Objective: To assess the frequency and causes of needlestick injuries in medical and surgical housestaff.
Design: A retrospective survey.
Setting: Urban university teaching hospital.
Participants: 386 housestaff; 221 responded.
Intervention: Survey questionnaire.
Main results: 1) Frequency of needlestick: Of 221 respondents, 57 (26%) reported never having had a needlestick, while 164 (74%) reported at least one needlestick injury with a suture or hollow-bore needle.
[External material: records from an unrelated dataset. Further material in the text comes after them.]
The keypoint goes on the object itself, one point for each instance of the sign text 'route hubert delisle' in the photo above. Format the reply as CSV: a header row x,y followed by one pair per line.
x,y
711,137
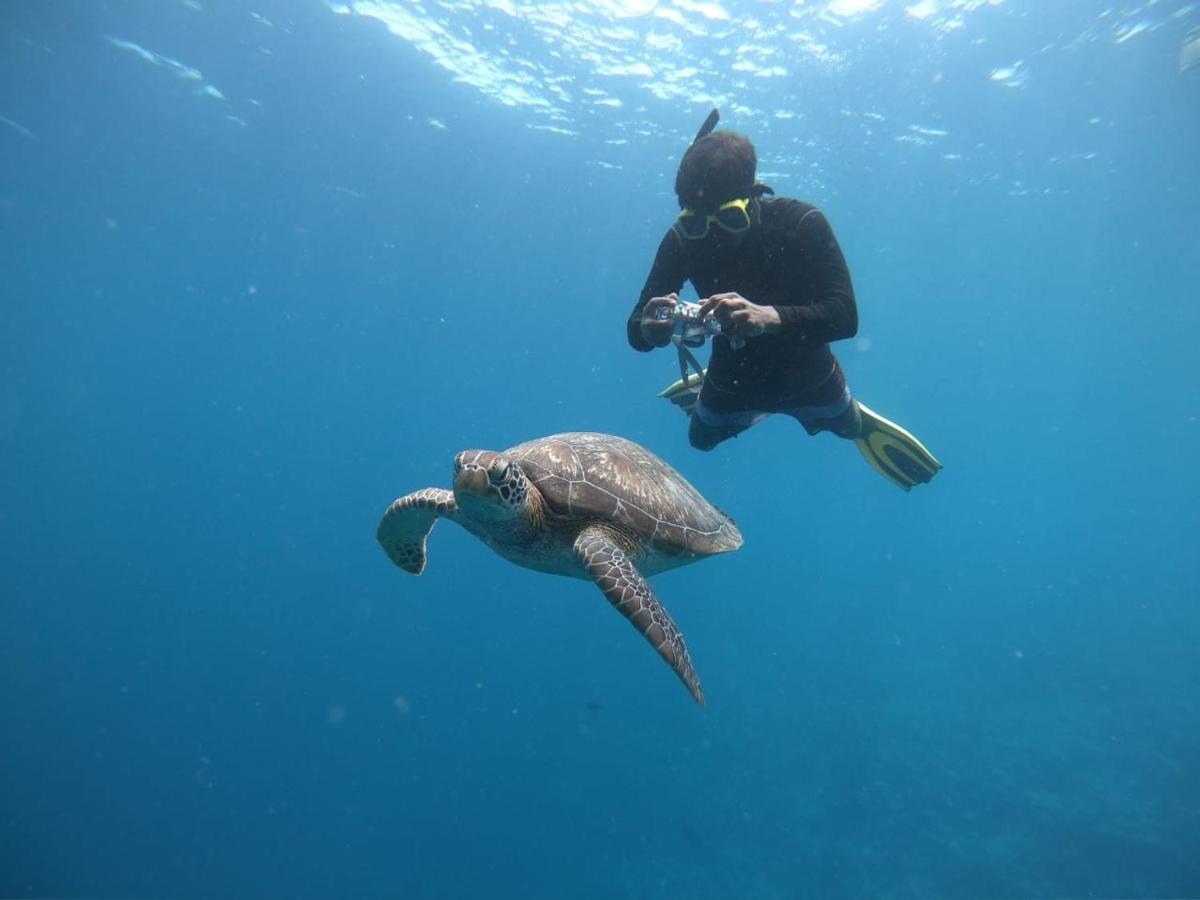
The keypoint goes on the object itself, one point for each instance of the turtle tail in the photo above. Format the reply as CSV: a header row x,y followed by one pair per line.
x,y
407,523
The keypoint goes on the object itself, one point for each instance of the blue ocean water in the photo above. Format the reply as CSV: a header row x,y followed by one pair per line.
x,y
269,267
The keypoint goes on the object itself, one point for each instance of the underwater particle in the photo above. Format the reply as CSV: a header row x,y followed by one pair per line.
x,y
1189,53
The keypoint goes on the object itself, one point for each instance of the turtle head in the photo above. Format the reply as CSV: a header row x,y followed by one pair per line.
x,y
490,484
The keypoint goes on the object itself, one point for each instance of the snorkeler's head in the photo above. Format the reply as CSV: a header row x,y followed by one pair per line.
x,y
717,168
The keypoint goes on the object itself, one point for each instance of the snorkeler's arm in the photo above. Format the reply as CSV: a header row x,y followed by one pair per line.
x,y
832,313
666,277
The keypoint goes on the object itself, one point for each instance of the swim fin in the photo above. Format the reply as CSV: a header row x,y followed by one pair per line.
x,y
685,393
894,453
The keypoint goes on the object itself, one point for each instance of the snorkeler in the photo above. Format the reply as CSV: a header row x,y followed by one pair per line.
x,y
777,293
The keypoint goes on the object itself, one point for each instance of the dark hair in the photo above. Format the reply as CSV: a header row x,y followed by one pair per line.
x,y
717,168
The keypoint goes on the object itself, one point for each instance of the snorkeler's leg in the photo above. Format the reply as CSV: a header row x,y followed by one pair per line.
x,y
709,427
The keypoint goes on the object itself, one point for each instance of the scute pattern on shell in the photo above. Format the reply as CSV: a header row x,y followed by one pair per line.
x,y
585,475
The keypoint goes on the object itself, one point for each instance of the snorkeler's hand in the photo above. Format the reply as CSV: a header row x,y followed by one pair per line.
x,y
657,330
739,317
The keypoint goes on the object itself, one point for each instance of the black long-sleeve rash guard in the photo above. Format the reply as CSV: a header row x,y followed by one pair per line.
x,y
789,259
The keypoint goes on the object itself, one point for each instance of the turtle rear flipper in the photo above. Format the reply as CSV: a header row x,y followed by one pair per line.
x,y
407,523
599,550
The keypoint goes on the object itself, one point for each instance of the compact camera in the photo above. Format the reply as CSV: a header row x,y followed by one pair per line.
x,y
691,327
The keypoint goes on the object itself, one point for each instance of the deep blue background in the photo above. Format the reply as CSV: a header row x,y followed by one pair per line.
x,y
227,347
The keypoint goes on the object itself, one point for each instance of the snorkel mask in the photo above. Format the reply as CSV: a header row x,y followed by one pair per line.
x,y
732,216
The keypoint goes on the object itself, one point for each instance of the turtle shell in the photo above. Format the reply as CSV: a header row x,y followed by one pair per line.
x,y
587,477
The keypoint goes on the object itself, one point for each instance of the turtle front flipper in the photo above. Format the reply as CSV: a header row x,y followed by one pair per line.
x,y
407,523
599,550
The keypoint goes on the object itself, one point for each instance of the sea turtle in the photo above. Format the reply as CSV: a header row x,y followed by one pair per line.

The average frequencies were 0.63 per resident-year among 149 non-surgical residents and 3.8 per resident-year among 72 surgical residents. Among residents in internal medicine, 12 of 78 needlestick injuries (15%) sustained were from patients documented to be HIV-positive. 2) Causes of needlestick: The causes of injury were assessed in detail in a sample of the 157 most recent needlestick injuries. Suturing was the cause in 35 of 61 (57%) surgical residents, while recapping needles was the cause in 36 of 96 (38%) non-surgical residents. Inexperience was not the cause of injury; in 94% of cases the residents felt comfortable performing the procedure, and in 74% of cases the residents had performed the procedure more than 50 times before. 3) Reporting of injury: Only 30 (19%) of 157 injuries were reported to the personnel health service, thus compromising documentation for potential workmen's compensation.
Conclusions: Needlestick injuries are common among medical and surgical housestaff. Efforts should be made to prevent needlestick injuries and to report those that occur.